Osteonecrosis of the Jaw (ONJ): ONJ occurred in <1% of CABOMETYX patients. ONJ can manifest as jaw pain, osteomyelitis, osteitis, bone erosion, tooth or periodontal infection, toothache, gingival ulceration or erosion, persistent jaw pain, or slow healing of the mouth or jaw after dental surgery. Perform an oral examination prior to CABOMETYX initiation and periodically during treatment. Advise patients regarding good oral hygiene practices. Withhold CABOMETYX for at least 3 weeks prior to scheduled dental surgery or invasive dental procedures, if possible. Withhold CABOMETYX for development of ONJ until complete resolution, resume at a reduced dose.
Impaired Wound Healing: Wound complications occurred with CABOMETYX. Withhold CABOMETYX for at least 3 weeks prior to elective surgery. Do not administer CABOMETYX for at least 2 weeks after major surgery and until adequate wound healing. The safety of resumption of CABOMETYX after resolution of wound healing complications has not been established.
Reversible Posterior Leukoencephalopathy Syndrome (RPLS): RPLS, a syndrome of subcortical vasogenic edema diagnosed by characteristic findings on MRI, can occur with CABOMETYX. Evaluate for RPLS in patients presenting with seizures, headache, visual disturbances, confusion, or altered mental function. Discontinue CABOMETYX in patients who develop RPLS.
Thyroid Dysfunction: Thyroid dysfunction, primarily hypothyroidism, has been observed with CABOMETYX. Based on the safety population, thyroid dysfunction occurred in 19% of patients treated with CABOMETYX, including Grade 3 in 0.4% of patients.
Patients should be assessed for signs of thyroid dysfunction prior to the initiation of CABOMETYX and monitored for signs and symptoms of thyroid dysfunction during CABOMETYX treatment. Thyroid function testing and management of dysfunction should be performed as clinically indicated.
Hypocalcemia: CABOMETYX can cause hypocalcemia. Based on the safety population, hypocalcemia occurred in 13% of patients treated with CABOMETYX, including Grade 3 in 2% and Grade 4 in 1% of patients. Laboratory abnormality data were not collected in CABOSUN.
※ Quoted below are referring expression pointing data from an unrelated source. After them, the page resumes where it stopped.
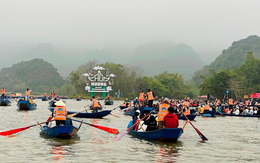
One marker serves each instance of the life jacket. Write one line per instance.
(95, 103)
(60, 113)
(230, 101)
(187, 112)
(3, 91)
(141, 96)
(186, 103)
(150, 95)
(27, 93)
(206, 108)
(163, 110)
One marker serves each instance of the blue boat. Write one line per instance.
(108, 102)
(166, 134)
(5, 102)
(239, 115)
(208, 114)
(99, 114)
(44, 98)
(190, 117)
(25, 105)
(52, 103)
(61, 131)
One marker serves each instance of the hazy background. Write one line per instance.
(74, 28)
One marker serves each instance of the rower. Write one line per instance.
(95, 104)
(163, 110)
(60, 113)
(3, 93)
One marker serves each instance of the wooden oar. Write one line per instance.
(200, 134)
(120, 136)
(72, 115)
(107, 129)
(10, 132)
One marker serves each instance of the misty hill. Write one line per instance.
(158, 57)
(37, 74)
(232, 57)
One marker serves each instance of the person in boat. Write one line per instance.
(163, 110)
(230, 103)
(95, 105)
(60, 113)
(171, 120)
(53, 95)
(151, 123)
(150, 98)
(136, 102)
(207, 106)
(3, 93)
(141, 98)
(27, 94)
(136, 118)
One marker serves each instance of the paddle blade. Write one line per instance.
(120, 136)
(107, 129)
(10, 132)
(201, 135)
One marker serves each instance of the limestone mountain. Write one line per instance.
(231, 58)
(37, 74)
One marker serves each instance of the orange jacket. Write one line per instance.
(3, 91)
(60, 113)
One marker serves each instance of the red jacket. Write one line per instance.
(170, 120)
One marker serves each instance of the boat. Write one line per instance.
(108, 102)
(189, 116)
(130, 111)
(26, 105)
(44, 98)
(238, 115)
(208, 114)
(167, 134)
(52, 103)
(61, 131)
(99, 114)
(5, 102)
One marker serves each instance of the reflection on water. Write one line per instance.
(231, 139)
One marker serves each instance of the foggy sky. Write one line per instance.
(209, 26)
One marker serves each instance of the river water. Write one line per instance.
(231, 139)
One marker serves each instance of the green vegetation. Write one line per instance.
(240, 81)
(231, 58)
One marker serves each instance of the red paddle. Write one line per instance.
(200, 134)
(10, 132)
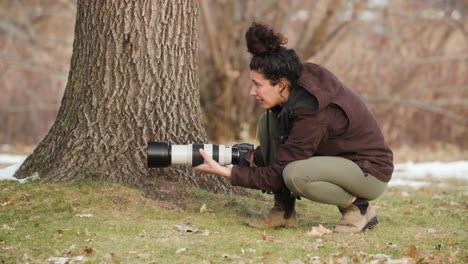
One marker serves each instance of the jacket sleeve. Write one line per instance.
(258, 158)
(308, 130)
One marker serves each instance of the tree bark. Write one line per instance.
(133, 79)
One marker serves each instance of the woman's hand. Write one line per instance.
(211, 166)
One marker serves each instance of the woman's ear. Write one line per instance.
(282, 86)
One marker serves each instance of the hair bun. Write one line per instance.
(261, 39)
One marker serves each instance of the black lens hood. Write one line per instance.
(158, 155)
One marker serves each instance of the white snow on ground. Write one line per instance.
(405, 174)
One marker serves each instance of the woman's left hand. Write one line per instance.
(211, 166)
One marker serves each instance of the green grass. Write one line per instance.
(39, 221)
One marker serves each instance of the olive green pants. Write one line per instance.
(323, 179)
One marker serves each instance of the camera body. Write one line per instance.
(161, 154)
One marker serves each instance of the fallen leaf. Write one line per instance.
(318, 231)
(418, 235)
(267, 237)
(344, 245)
(144, 255)
(230, 256)
(5, 203)
(84, 215)
(185, 228)
(412, 252)
(203, 209)
(89, 250)
(64, 260)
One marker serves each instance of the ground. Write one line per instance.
(98, 222)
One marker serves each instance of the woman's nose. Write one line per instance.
(253, 91)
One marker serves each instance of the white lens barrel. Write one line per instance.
(190, 155)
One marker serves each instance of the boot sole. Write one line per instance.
(372, 223)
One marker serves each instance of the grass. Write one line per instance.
(111, 223)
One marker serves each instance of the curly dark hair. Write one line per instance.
(270, 57)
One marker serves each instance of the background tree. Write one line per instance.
(407, 58)
(133, 78)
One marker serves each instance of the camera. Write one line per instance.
(161, 154)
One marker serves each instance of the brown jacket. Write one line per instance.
(341, 126)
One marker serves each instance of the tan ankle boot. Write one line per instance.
(357, 219)
(275, 217)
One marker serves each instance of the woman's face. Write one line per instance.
(266, 94)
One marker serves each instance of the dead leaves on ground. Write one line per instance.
(318, 231)
(185, 228)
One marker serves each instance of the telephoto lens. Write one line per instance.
(161, 154)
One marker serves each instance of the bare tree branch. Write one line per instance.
(426, 106)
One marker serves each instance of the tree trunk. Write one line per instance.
(133, 79)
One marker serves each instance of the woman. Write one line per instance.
(318, 140)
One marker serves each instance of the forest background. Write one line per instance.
(408, 59)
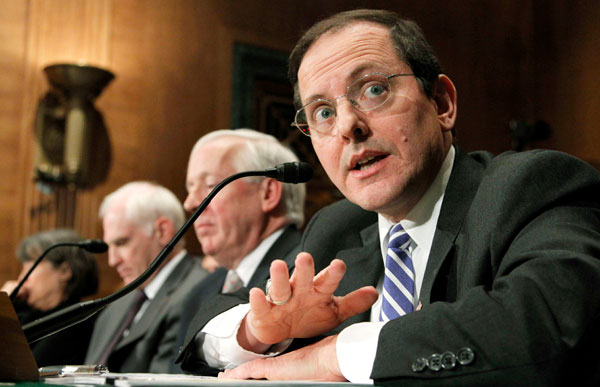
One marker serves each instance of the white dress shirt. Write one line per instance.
(420, 224)
(217, 341)
(362, 338)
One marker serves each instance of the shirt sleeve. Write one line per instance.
(218, 340)
(358, 338)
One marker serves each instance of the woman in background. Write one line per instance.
(62, 278)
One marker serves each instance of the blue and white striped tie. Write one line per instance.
(399, 280)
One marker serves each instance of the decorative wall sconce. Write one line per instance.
(66, 125)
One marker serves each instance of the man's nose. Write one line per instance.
(113, 256)
(191, 202)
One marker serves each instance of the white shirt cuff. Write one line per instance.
(218, 340)
(358, 338)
In COSMIC-311, hypocalcemia occurred in 36% of patients treated with CABOMETYX, including Grade 3 in 6% and Grade 4 in 3% of patients.
Monitor blood calcium levels and replace calcium as necessary during treatment. Withhold and resume at reduced dose upon recovery or permanently discontinue CABOMETYX depending on severity.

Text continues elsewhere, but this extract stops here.